Comment 18 for bug 1899193

Revision history for this message
Julian Andres Klode (juliank) wrote :

Attached patch addresses the reference loop in apt_inst.DebFile, ensuring that no longer referencing the object will release it immediately, as opposed to when the cycle GC runs.

Subject: [PATCH] apt_inst.DebFile: Avoid reference cycle with control,data
 members

apt_inst.DebFile provides two members `data` and `control` for
easy access to those tarballs. Each of those members stores a
reference to the DebFile as its owner:

           v-----------------\
        control ----\ |
                     -> deb -|
        data ----/ |
           ^-----------------/

This means that whenever a DebFile is successfully constructed,
and no longer needed, it won't be collected until the GC runs,
which is bad, as the DebFile holds an open FileFd.
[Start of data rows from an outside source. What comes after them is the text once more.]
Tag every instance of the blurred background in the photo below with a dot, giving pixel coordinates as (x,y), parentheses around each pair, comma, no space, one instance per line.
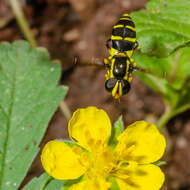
(80,28)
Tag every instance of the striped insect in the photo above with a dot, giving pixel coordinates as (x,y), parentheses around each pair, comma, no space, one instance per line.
(120,64)
(123,38)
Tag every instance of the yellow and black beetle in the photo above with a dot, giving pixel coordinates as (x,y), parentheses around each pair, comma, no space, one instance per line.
(119,64)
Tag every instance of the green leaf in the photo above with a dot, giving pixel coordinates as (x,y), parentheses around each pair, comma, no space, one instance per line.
(174,84)
(117,129)
(29,96)
(44,182)
(163,26)
(38,182)
(160,163)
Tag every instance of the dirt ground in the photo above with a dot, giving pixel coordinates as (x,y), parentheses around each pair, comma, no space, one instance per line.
(80,28)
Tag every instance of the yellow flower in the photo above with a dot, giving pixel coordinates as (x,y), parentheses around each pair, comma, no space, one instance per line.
(128,165)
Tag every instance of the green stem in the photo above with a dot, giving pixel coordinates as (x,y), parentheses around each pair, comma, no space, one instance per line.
(166,116)
(169,113)
(22,22)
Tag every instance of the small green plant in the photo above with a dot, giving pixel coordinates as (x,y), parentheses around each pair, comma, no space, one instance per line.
(29,95)
(163,33)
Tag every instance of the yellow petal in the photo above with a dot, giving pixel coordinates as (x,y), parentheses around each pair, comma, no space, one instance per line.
(91,184)
(142,177)
(61,161)
(145,142)
(90,128)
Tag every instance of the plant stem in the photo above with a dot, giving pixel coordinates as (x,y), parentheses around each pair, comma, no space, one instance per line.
(65,110)
(166,116)
(22,22)
(25,28)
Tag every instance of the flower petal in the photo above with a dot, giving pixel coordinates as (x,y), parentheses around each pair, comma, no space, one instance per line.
(91,184)
(90,128)
(61,161)
(143,142)
(142,177)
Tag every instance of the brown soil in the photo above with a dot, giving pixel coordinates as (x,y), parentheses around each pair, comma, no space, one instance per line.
(70,28)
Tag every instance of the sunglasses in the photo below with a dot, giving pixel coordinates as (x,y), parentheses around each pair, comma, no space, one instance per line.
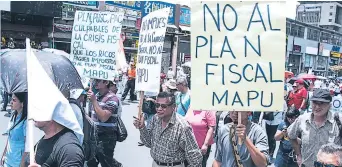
(319,164)
(163,106)
(291,117)
(14,100)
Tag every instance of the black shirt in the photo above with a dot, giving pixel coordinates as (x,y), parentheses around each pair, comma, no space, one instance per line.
(61,150)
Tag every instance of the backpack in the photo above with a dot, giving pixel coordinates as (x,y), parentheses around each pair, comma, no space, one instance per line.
(226,120)
(149,107)
(90,139)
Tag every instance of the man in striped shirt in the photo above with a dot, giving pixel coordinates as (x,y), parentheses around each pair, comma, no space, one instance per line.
(169,136)
(105,107)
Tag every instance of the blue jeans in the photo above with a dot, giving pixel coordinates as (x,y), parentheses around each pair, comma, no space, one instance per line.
(283,160)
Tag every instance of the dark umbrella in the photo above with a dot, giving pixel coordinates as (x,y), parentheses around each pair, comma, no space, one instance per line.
(59,68)
(294,79)
(306,76)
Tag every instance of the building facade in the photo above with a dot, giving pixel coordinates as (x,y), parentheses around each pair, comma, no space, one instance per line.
(311,47)
(326,14)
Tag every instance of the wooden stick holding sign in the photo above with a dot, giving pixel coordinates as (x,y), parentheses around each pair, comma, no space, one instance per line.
(141,102)
(239,122)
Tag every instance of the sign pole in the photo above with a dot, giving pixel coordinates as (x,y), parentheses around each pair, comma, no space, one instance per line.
(141,101)
(239,122)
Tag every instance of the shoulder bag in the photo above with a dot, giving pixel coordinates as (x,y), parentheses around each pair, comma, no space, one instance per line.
(181,100)
(234,147)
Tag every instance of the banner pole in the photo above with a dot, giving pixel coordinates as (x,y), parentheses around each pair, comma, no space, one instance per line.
(239,122)
(141,101)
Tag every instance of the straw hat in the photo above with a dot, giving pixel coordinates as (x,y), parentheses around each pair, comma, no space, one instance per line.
(171,84)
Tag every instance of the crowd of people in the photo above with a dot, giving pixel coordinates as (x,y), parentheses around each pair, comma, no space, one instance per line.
(308,131)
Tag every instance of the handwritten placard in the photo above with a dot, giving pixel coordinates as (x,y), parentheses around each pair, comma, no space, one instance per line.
(237,54)
(150,50)
(95,43)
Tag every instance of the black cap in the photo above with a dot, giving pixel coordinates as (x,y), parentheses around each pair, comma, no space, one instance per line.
(321,95)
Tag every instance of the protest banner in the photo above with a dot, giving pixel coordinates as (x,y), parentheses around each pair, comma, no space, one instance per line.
(336,104)
(237,54)
(151,42)
(95,43)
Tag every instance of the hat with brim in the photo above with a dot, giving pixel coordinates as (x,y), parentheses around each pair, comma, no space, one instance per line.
(321,95)
(171,84)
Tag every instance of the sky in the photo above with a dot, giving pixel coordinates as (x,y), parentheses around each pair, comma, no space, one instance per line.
(290,5)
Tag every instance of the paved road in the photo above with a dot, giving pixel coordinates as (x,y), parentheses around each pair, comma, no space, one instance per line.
(127,152)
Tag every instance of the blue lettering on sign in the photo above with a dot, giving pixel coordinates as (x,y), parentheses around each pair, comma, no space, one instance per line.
(151,6)
(135,5)
(184,18)
(215,18)
(335,49)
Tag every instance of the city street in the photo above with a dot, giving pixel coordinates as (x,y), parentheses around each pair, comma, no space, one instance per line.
(127,152)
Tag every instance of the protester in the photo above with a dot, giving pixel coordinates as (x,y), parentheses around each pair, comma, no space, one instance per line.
(329,155)
(254,149)
(300,96)
(202,123)
(285,156)
(149,109)
(105,107)
(315,129)
(271,129)
(59,147)
(183,97)
(6,97)
(171,86)
(130,84)
(114,89)
(14,153)
(170,137)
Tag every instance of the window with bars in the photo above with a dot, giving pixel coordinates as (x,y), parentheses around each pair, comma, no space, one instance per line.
(313,34)
(288,28)
(297,30)
(325,37)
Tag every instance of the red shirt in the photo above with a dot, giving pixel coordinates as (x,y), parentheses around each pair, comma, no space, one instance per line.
(297,97)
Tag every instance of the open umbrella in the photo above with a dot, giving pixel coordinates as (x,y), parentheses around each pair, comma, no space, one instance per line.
(59,68)
(288,74)
(294,79)
(321,78)
(306,76)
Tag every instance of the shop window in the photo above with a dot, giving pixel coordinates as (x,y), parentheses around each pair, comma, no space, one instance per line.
(325,37)
(297,30)
(288,28)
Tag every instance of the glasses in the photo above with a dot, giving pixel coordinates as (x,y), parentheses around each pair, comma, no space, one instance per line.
(320,164)
(163,106)
(14,100)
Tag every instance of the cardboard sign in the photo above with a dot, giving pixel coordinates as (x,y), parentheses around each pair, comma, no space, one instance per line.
(237,54)
(95,43)
(150,50)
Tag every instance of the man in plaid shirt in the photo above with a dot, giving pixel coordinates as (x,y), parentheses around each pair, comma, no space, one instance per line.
(169,136)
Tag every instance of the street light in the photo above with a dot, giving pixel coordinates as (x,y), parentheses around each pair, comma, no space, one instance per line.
(293,40)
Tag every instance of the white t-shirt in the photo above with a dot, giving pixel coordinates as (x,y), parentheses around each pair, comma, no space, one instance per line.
(278,116)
Introduce a __FileFd wrapper that holds the FileFd and becomes
the owner of both control and data, and replaces the direct use
of the FileFd in ArArchive/DebFile:

          v-----------------------------\
        control ----\ \
                     -> __FileFd <- deb -|
        data ----/ /
          ^-----------------------------/

This avoids the reference cycle, ensuring the memory and file
descriptor are released by the reference counter as soon as
the reference count drops to 0.

A future version should move `apt_inst.__FileFd` to `apt_pkg.FileFd`
and expose all the methods, such that people can make use of FileFd's
extensive compression support.

We have a similar cycle in TagFile that we have yet to address,
the problem there is arguably more frustrating, as the buffer
I believe is stored inside the TagFile, and that's really shared
between the TagSection objects.

This is related to LP: #1899193 and CVE-2020-27351, but an additional
hardening measure - the fix for those bugs was for more direct leaks.